If I search FirstName:gra~2 we get back:

Gina
Gary

If I search FirstName:grag~2 we get back:

Greg
Gary

We know that azure fuzzy search uses the damerau-levenshtein distance and it seems like from “gra” both “gina” and “greg” would be 2 characters difference, yet only one is showing up. Also "grag" in theory should return "gina" as well

I'm wondering if anyone has an explanation for this since it seems inconsistent

I used this to verify the "distance" between the strings "gra" and "greg"&"gina"

http://fuzzy-string.com/Compare/

Here's the link to the azure documentation on Lucene Syntax

https://docs.microsoft.com/en-us/azure/search/query-lucene-syntax

These are both of the field definitions

{
  "name": "FirstName",
  "type": "Edm.String",
  "searchable": true,
  "filterable": true,
  "retrievable": true,
  "sortable": true,
  "facetable": false,
  "key": false,
  "indexAnalyzer": null,
  "searchAnalyzer": null,
  "analyzer": "standard.lucene",
  "synonymMaps": []
},

{
  "name": "LastName",
  "type": "Edm.String",
  "searchable": true,
  "filterable": true,
  "retrievable": true,
  "sortable": true,
  "facetable": false,
  "key": false,
  "indexAnalyzer": null,
  "searchAnalyzer": null,
  "analyzer": "standard.lucene",
  "synonymMaps": []
}

**Results seem to be the same regardless of lastname being used or not

1

1 Answers

0
votes

I would also expect those terms to match your fuzzy query. Just to do a sanity check before we dig deeper, can you confirm what are your analyzer settings (both at query time and indexing time)? I just want to confirm all the terms you mentioned are actually tokenized and indexed exactly the way you expect them (and also if their casing gets normalized the way you would expect them). You can use the Analyze API (https://docs.microsoft.com/en-us/rest/api/searchservice/test-analyzer) to confirm how those terms are tokenized. You also mentioned your query includes an AND clause matching on another field (LastName), can you confirm that even without that second clause, the results on the FirstName are still not what you expect? I just want to make sure we eliminate all external factors outside of the actual edit distance algorithm.
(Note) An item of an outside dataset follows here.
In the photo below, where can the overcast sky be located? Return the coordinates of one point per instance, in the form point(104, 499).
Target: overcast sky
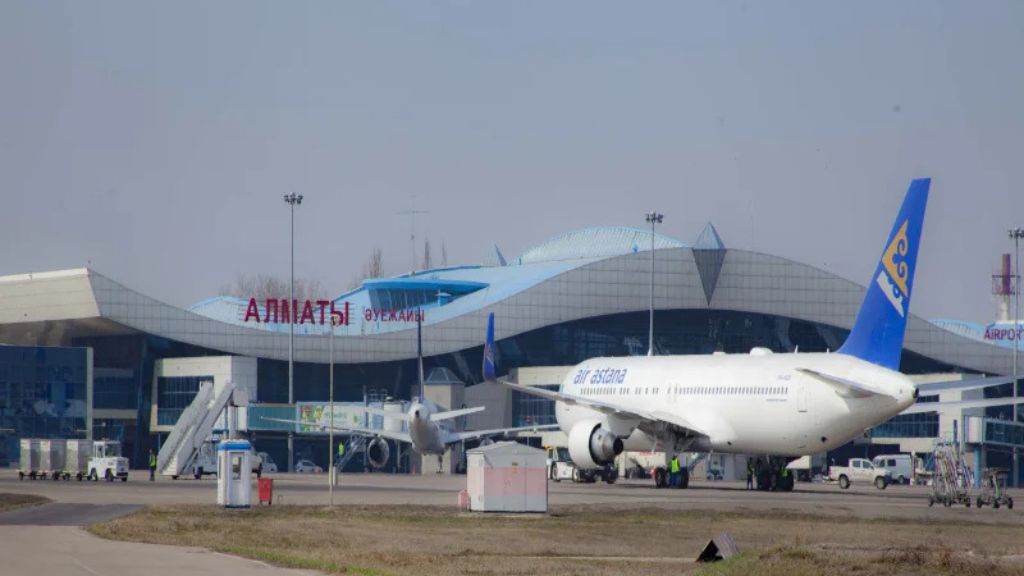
point(154, 140)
Update: I tried it on my side using the default analyzers and without the LastName clause. searching for "gra~2" successfully return "Greg", "Gary" and "Gina". I get the same results when I search for "gre~2" (as you did). Searching for "grag~2" only returns "Greg" and "Gary". "Gina" is not returned, but to me that seems expected (edit distance seems to be 3).